The third has to do with his observation of fellow Harvard Business School classmates (including Jeff Skilling of Enron infamy), and their tendency to be ‘successful’ but unhappy:

People who are driven to excel have this unconscious propensity to underinvest in their families and overinvest in their careers—even though intimate and loving relationships with their families are the most powerful and enduring source of happiness.

When people who have a high need for achievement… have an extra half hour of time or an extra ounce of energy, they’ll unconsciously allocate it to activities that yield the most tangible accomplishments. And our careers provide the most concrete evidence that we’re moving forward… In contrast, investing time and energy in your relationship with your spouse and children typically doesn’t offer that same immediate sense of achievement.

While there are many other great nuggets in this post, which make reading the whole thing a must, the last I will share is his observations on the definition and value of humility:

One characteristic of these humble people stood out: They had a high level of self-esteem. They knew who they were, and they felt good about who they were. We also decided that humility was defined not by self-deprecating behavior or attitudes but by the esteem with which you regard others. Good behavior flows naturally from that kind of humility. For example, you would never steal from someone, because you respect that person too much. You’d never lie to someone, either.
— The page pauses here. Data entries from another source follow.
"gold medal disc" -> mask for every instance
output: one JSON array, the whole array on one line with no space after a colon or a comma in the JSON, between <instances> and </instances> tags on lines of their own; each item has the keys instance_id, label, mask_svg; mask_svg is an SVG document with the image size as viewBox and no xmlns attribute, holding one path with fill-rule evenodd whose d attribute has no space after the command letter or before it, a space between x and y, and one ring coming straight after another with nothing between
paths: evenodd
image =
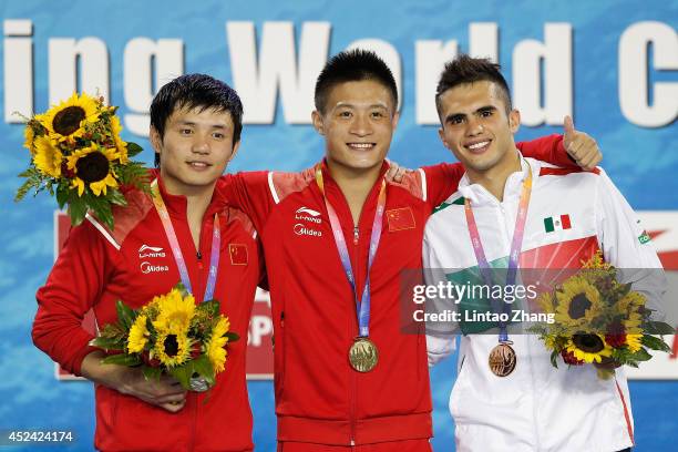
<instances>
[{"instance_id":1,"label":"gold medal disc","mask_svg":"<svg viewBox=\"0 0 678 452\"><path fill-rule=\"evenodd\" d=\"M490 370L497 377L506 377L515 369L516 357L511 343L502 342L490 352Z\"/></svg>"},{"instance_id":2,"label":"gold medal disc","mask_svg":"<svg viewBox=\"0 0 678 452\"><path fill-rule=\"evenodd\" d=\"M358 372L369 372L379 362L379 351L368 338L356 338L349 350L349 362Z\"/></svg>"}]
</instances>

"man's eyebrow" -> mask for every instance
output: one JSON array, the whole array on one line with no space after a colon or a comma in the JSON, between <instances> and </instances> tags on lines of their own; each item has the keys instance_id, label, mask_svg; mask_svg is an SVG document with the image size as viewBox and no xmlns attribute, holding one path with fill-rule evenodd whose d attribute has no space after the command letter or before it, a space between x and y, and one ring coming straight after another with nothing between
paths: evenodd
<instances>
[{"instance_id":1,"label":"man's eyebrow","mask_svg":"<svg viewBox=\"0 0 678 452\"><path fill-rule=\"evenodd\" d=\"M485 105L485 106L481 106L480 109L475 110L475 113L482 113L482 112L492 112L495 111L496 106L494 105Z\"/></svg>"},{"instance_id":2,"label":"man's eyebrow","mask_svg":"<svg viewBox=\"0 0 678 452\"><path fill-rule=\"evenodd\" d=\"M464 113L450 113L449 115L445 116L445 122L450 122L459 117L466 117L466 115Z\"/></svg>"},{"instance_id":3,"label":"man's eyebrow","mask_svg":"<svg viewBox=\"0 0 678 452\"><path fill-rule=\"evenodd\" d=\"M191 125L191 126L196 126L197 123L189 121L189 120L184 120L184 121L179 121L178 122L179 125ZM214 124L209 124L208 127L210 129L228 129L226 124L222 124L222 123L214 123Z\"/></svg>"}]
</instances>

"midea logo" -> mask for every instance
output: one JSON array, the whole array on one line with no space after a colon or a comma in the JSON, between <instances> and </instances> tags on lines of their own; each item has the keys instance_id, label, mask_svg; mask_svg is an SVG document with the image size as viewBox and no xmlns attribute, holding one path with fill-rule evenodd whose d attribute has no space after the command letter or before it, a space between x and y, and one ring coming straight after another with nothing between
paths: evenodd
<instances>
[{"instance_id":1,"label":"midea logo","mask_svg":"<svg viewBox=\"0 0 678 452\"><path fill-rule=\"evenodd\" d=\"M296 235L307 235L307 236L311 236L311 237L322 237L322 233L320 230L309 229L308 227L306 227L301 223L297 223L295 225L295 234Z\"/></svg>"}]
</instances>

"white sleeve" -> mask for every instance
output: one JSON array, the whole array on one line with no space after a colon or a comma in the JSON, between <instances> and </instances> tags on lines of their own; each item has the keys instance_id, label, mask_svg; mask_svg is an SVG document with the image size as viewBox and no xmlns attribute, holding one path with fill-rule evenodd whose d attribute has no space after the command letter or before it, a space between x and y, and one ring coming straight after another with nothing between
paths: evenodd
<instances>
[{"instance_id":1,"label":"white sleeve","mask_svg":"<svg viewBox=\"0 0 678 452\"><path fill-rule=\"evenodd\" d=\"M647 297L647 307L657 311L654 320L661 320L668 285L661 263L638 216L603 171L596 185L596 228L605 260L619 269L622 282Z\"/></svg>"},{"instance_id":2,"label":"white sleeve","mask_svg":"<svg viewBox=\"0 0 678 452\"><path fill-rule=\"evenodd\" d=\"M427 234L423 239L423 274L428 286L436 286L439 281L446 281L445 274L442 269L435 250L430 246ZM427 306L431 306L435 300L427 300ZM456 335L452 332L435 331L427 325L427 352L429 356L429 367L435 366L441 360L445 359L456 349Z\"/></svg>"}]
</instances>

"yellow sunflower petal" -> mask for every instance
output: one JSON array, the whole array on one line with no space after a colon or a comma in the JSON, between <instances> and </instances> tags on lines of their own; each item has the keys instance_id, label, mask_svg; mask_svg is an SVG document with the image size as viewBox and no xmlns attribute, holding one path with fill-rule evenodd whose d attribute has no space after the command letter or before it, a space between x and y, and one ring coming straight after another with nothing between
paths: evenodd
<instances>
[{"instance_id":1,"label":"yellow sunflower petal","mask_svg":"<svg viewBox=\"0 0 678 452\"><path fill-rule=\"evenodd\" d=\"M48 136L39 136L34 143L33 163L35 167L48 176L60 177L63 154L59 147Z\"/></svg>"},{"instance_id":2,"label":"yellow sunflower petal","mask_svg":"<svg viewBox=\"0 0 678 452\"><path fill-rule=\"evenodd\" d=\"M127 350L131 353L138 353L143 351L146 342L148 342L148 329L146 328L146 316L138 316L134 320L134 323L130 328L130 336L127 337Z\"/></svg>"}]
</instances>

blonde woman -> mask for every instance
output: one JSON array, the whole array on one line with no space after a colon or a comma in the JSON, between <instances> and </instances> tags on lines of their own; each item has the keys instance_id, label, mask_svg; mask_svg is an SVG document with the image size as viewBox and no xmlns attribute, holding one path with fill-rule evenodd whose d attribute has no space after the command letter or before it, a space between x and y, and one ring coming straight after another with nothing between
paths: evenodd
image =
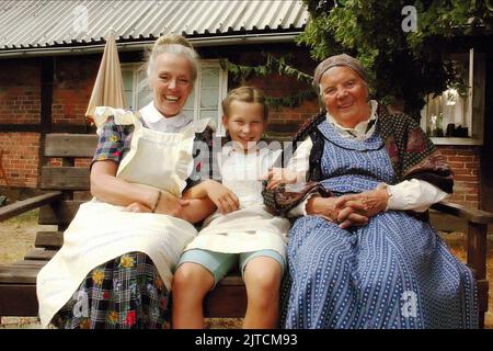
<instances>
[{"instance_id":1,"label":"blonde woman","mask_svg":"<svg viewBox=\"0 0 493 351\"><path fill-rule=\"evenodd\" d=\"M182 112L197 76L197 54L185 38L160 37L147 72L153 100L139 113L99 110L94 197L37 279L44 326L168 325L171 272L196 236L193 223L214 210L207 199L181 197L192 185L194 143L211 131Z\"/></svg>"}]
</instances>

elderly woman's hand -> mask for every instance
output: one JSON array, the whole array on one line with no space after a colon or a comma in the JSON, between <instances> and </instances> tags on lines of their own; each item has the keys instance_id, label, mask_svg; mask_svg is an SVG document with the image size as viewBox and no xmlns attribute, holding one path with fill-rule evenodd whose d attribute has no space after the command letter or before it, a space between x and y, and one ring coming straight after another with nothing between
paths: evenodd
<instances>
[{"instance_id":1,"label":"elderly woman's hand","mask_svg":"<svg viewBox=\"0 0 493 351\"><path fill-rule=\"evenodd\" d=\"M262 179L268 179L267 190L273 190L280 184L294 184L305 180L300 174L286 168L271 168Z\"/></svg>"},{"instance_id":2,"label":"elderly woman's hand","mask_svg":"<svg viewBox=\"0 0 493 351\"><path fill-rule=\"evenodd\" d=\"M148 206L142 205L141 203L138 203L138 202L134 202L134 203L129 204L122 211L134 212L134 213L151 213L152 212Z\"/></svg>"},{"instance_id":3,"label":"elderly woman's hand","mask_svg":"<svg viewBox=\"0 0 493 351\"><path fill-rule=\"evenodd\" d=\"M179 199L171 193L163 191L154 213L181 218L182 208L186 205L188 205L188 200Z\"/></svg>"},{"instance_id":4,"label":"elderly woman's hand","mask_svg":"<svg viewBox=\"0 0 493 351\"><path fill-rule=\"evenodd\" d=\"M368 217L355 213L354 211L343 208L337 205L337 197L312 196L307 203L307 214L320 216L326 220L339 223L340 227L345 229L351 226L363 226L368 223ZM345 211L344 219L340 220L340 213Z\"/></svg>"},{"instance_id":5,"label":"elderly woman's hand","mask_svg":"<svg viewBox=\"0 0 493 351\"><path fill-rule=\"evenodd\" d=\"M344 224L353 214L367 218L386 211L389 203L389 193L385 189L375 189L359 194L347 194L337 197L335 206L343 208L337 215L337 220Z\"/></svg>"}]
</instances>

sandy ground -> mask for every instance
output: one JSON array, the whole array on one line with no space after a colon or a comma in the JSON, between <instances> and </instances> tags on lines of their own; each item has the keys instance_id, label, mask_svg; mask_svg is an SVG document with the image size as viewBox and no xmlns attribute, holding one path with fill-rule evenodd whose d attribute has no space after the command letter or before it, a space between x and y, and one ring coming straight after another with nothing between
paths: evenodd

LeBron Lends Lesson on Loyalty by Adam Morris

I’m not sure which personnel change has received more coverage, Obama firing McChrystal, or LeBron James leaving Cleveland for Miami. Certainly the situation is very different, in the first case it was the attitude of the subordinate in question, in the latter it seems the ownership may be the ones with the bad attitude.

Morris points out in his article that LeBron is deciding to leave a team that offered him more money ($30M more!), the ability to play in his home town, and a very loyal base of fans, for a chance to play on a team that has a better chance to win a championship. But is that really the reason?

As an organization, you might do everything right but inevitably you will still lose a star employee. Sometimes, it’s out of your control. What you can control is how you handle these situations. There is nothing to be gained by burning a bridge that doesn’t need to be burnt. Who knows, perhaps you and that star employee might want to reunite one day.

That was a lesson that Dan Gilbert, owner of the Cleveland Cavaliers, apparently was never taught. Within an hour of LeBron’s announcement, Gilbert posted this scathing Open Letter [available via Morris' post] to Fans on the Cavaliers website. This provides great insight into the type of leadership at the top of the Cavaliers organization and demonstrates why they were unable to earn LeBron’s loyalty. After all, loyalty is a two-way street and it’s similar to respect in that it must be earned, not demanded or assumed [Emphasis Psyche].

Morris does his best to be diplomatic, by suggesting that it was ‘out of Cleveland’s control’, but I think his last comment really nailed truth of the matter, and certainly what leaders can learn from this example!